A intensificação das ondas térmicas sob efeito do aquecimento global está sendo acelerada pela atuação do fenômeno El Niño, cuja intensificação progressiva levará a impactos ainda mais severos sobre a média térmica do planeta em 2027. A combinação desses fatores sobrecarrega matrizes elétricas vulneráveis, como a de Porto Rico, onde a moradora Carmen Suárez Vázquez enfrenta a poluição contínua da única usina a carvão da ilha — associada por ela ao câncer raro que vitimou seu filho Edgardo. O encerramento da usina, inicialmente previsto para 2027, foi postergado por pelo menos mais sete anos enquanto o conselho de controle fiscal não eleito mantém poder de veto orçamentário sobre investimentos em transição limpa na região.
No cenário de governança da informação nos Estados Unidos, uma investigação de nove meses conduzida pela repórter sênior Eileen Guo e pela editora executiva Amy Nordrum mapeou a absorção institucional da teoria do chamado complexo industrial de censura pela administração do ex-presidente Donald Trump. O conceito, antes restrito a fóruns extremistas e círculos conservadores na internet, passou a orientar diretrizes federais sobre moderação de plataformas e liberdade de expressão.
O controle sobre fluxos informacionais também gerou litígios diretos nos tribunais norte-americanos. As entidades The Intercept e Freedom of the Press Foundation entraram com uma ação judicial contra Donald Trump decorrente da comercialização de acesso antecipado e privilegiado a postagens da rede Truth Social. O editor-chefe da The Intercept, Ben Muessig, justificou formalmente a instauração do processo contra a monetização de informações governamentais:
Trump is trying to enrich himself by privatizing government information that he has no right to sell. We won’t let it stand.
Na esfera da cibersegurança ofensiva, o governo norte-americano de Donald Trump concedeu autorização para que corporações privadas auditadas executem ataques cibernéticos contra organizações criminosas internacionais, atuando sob tutela e monitoramento direto do governo dos Estados Unidos. Em paralelo, preocupações com vigilância interna cresceram após denúncias de que três policiais do estado da Geórgia utilizaram câmeras de reconhecimento veicular da marca Flock para perseguição e espionagem de indivíduos.
O ecossistema de inteligência artificial aplicada enfrenta simultaneamente desafios de soberania e integridade de dados. Grandes modelos de linguagem ocidentais, como ChatGPT da OpenAI, Claude da Anthropic e Gemini do Google, vêm apresentando respostas alinhadas à censura estatal da China. Na cadeia de conteúdo em vídeo, a plataforma Twitch ativou por padrão a coleta e o processamento de transmissões ao vivo de todos os seus criadores para treinar os modelos de IA da controladora Amazon, recuando para um modelo com opção de exclusão manual apenas após reações negativas de streamers.

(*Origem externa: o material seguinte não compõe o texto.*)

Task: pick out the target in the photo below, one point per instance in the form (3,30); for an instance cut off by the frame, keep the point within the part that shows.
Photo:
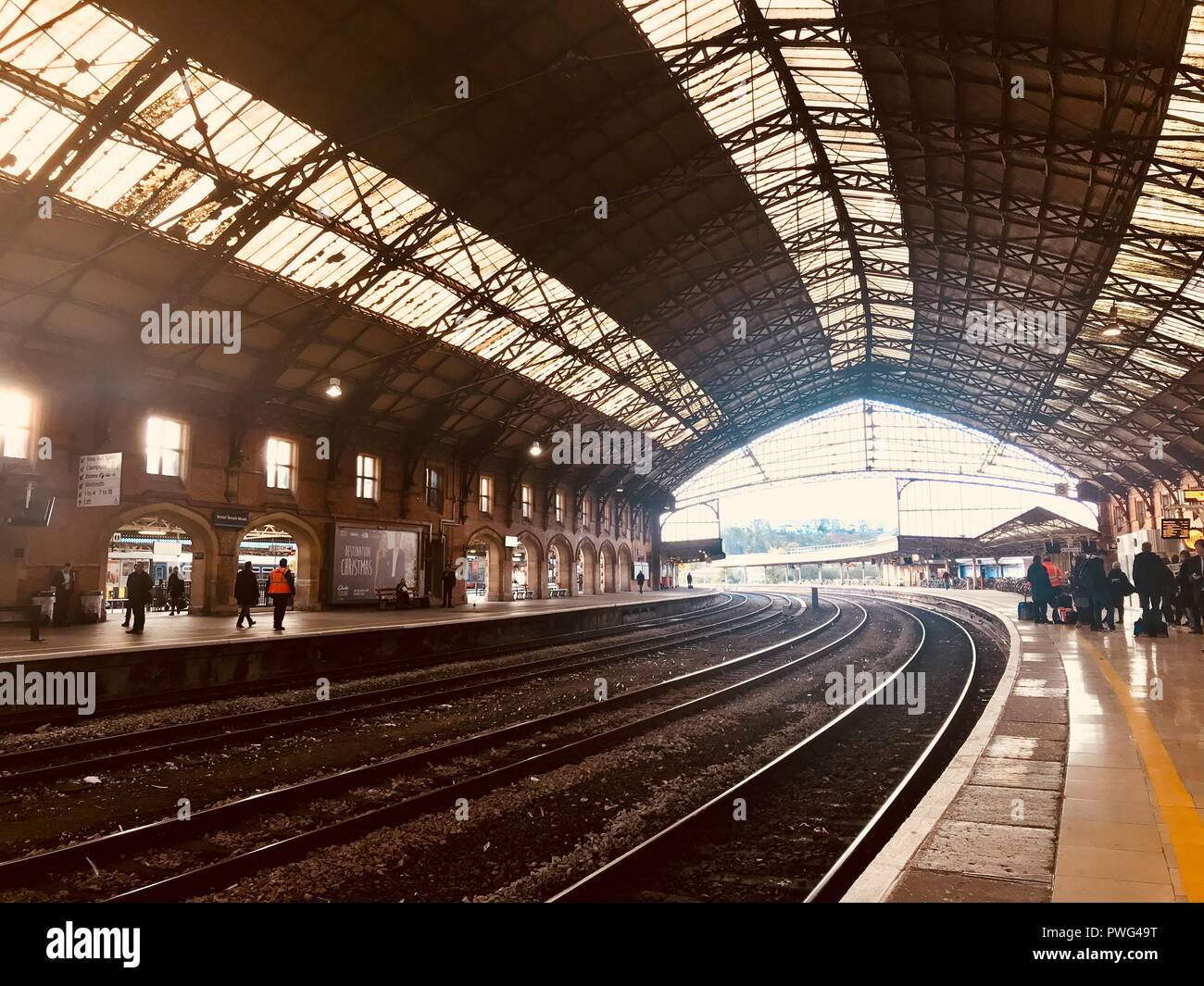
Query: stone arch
(588,554)
(309,555)
(204,597)
(537,565)
(497,580)
(609,565)
(566,562)
(625,568)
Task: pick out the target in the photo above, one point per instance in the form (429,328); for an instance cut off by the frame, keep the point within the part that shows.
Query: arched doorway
(529,555)
(561,573)
(164,536)
(277,532)
(586,568)
(625,568)
(483,566)
(607,565)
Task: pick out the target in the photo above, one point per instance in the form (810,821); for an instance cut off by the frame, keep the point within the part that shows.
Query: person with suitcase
(1119,586)
(1151,578)
(1043,593)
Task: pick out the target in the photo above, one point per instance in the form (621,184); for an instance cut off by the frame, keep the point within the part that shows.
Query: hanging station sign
(233,520)
(100,481)
(1176,528)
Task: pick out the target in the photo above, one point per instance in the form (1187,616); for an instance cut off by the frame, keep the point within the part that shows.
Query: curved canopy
(865,436)
(697,218)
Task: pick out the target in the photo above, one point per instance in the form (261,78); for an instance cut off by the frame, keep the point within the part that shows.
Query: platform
(185,654)
(1079,784)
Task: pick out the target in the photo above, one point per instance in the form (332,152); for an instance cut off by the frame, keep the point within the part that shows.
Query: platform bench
(29,614)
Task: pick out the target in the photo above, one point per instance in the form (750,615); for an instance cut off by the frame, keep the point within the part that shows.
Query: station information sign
(1176,528)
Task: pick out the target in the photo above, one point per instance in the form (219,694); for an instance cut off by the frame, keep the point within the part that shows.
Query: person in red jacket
(281,589)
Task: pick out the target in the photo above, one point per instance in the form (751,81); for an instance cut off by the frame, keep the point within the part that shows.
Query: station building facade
(357,513)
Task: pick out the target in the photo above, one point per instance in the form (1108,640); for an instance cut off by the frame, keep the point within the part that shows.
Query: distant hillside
(767,537)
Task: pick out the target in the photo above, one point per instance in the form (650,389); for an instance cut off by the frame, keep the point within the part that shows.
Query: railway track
(758,842)
(513,752)
(11,721)
(95,756)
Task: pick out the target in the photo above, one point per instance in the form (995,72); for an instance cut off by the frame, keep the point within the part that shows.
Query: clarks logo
(169,328)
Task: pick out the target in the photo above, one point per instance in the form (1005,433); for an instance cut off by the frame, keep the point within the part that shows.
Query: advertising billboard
(365,559)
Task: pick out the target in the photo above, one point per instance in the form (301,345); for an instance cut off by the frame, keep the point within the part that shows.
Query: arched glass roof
(871,436)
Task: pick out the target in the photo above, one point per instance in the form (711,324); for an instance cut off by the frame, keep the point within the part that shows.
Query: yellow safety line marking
(1173,801)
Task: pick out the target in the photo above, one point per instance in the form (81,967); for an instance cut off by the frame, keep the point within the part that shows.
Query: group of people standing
(1097,595)
(281,590)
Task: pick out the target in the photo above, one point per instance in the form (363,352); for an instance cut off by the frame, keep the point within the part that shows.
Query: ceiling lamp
(1112,328)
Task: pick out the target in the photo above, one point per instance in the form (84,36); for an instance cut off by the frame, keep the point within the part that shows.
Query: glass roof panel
(164,161)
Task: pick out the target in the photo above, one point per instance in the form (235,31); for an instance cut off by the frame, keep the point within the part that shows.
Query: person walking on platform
(1043,593)
(1150,576)
(64,590)
(175,593)
(139,590)
(1188,600)
(1095,581)
(1119,586)
(245,593)
(281,589)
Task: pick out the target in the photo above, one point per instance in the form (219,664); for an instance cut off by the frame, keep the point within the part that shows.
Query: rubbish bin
(92,607)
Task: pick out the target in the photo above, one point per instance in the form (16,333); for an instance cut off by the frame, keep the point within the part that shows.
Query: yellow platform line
(1172,797)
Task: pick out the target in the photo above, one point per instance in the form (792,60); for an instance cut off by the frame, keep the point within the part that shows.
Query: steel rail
(244,728)
(172,829)
(225,872)
(618,869)
(13,722)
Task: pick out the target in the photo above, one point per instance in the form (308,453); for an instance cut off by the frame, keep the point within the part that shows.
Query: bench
(29,614)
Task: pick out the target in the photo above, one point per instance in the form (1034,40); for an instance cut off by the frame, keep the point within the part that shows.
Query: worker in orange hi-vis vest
(1055,572)
(281,589)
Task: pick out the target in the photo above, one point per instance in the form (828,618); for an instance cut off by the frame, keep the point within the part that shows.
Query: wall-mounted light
(1112,327)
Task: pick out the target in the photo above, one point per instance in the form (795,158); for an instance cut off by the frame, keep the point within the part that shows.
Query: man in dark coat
(139,590)
(1151,577)
(1119,586)
(1095,581)
(64,589)
(1043,593)
(245,593)
(175,592)
(1186,600)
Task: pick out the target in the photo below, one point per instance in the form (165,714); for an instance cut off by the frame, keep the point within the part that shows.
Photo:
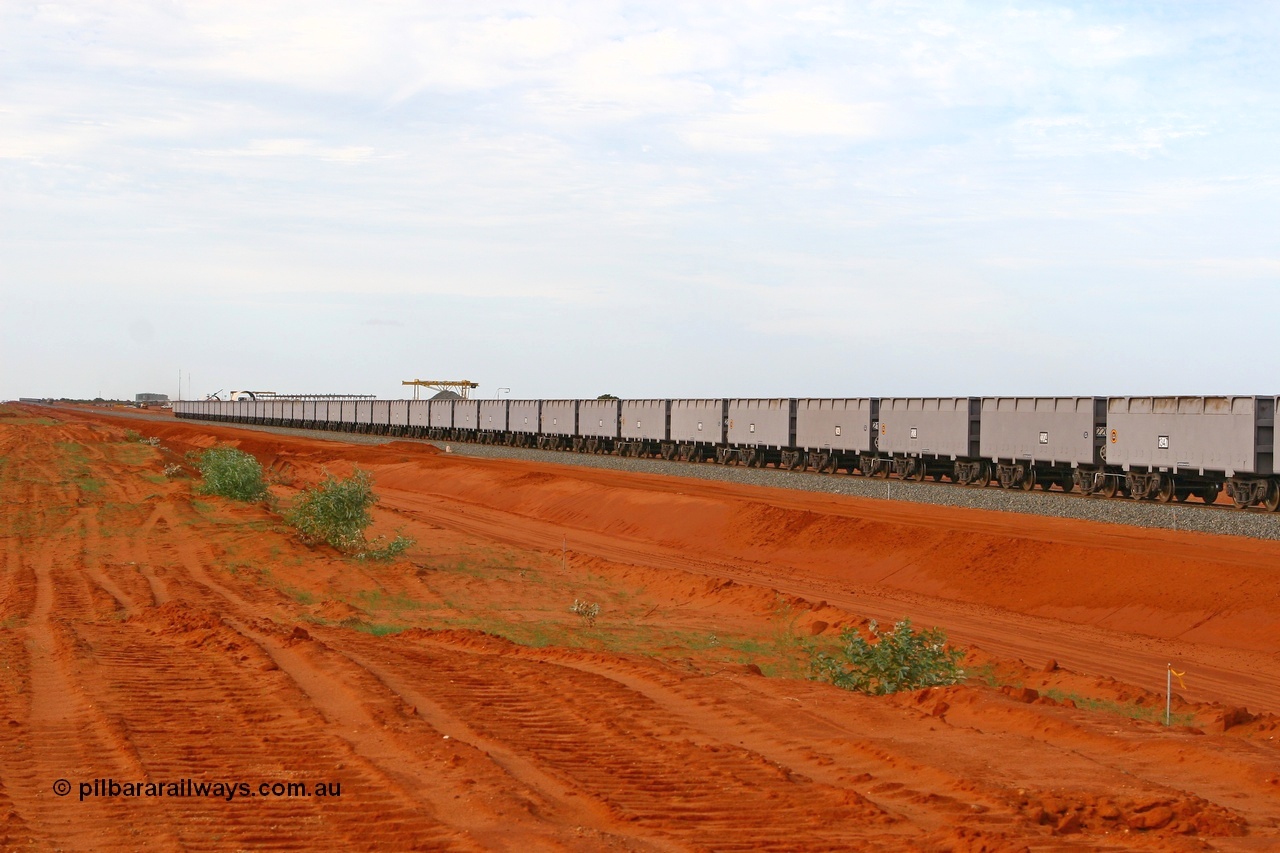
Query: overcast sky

Para frear a extração automatizada de dados textuais na internet, desenvolvedores lançaram o ShieldFont, uma tipografia projetada especificamente para neutralizar sistemas de raspagem automatizada enquanto preserva a legibilidade para leitores humanos. Ao mesmo tempo, sistemas autônomos de reportagem alcançaram o marco de noticiar com antecedência em relação a profissionais humanos um incidente de invasão cibernética na OpenAI, enquanto inovações de hardware como o CrankGPT demonstram a viabilidade de modelos de IA operando de forma 100% offline e sem dependência de data centers centralizados.
Pesquisadores no Japão utilizaram a técnica CRISPR Y-CUT para remover o cromossomo Y e gerar fêmeas férteis a partir de células masculinas.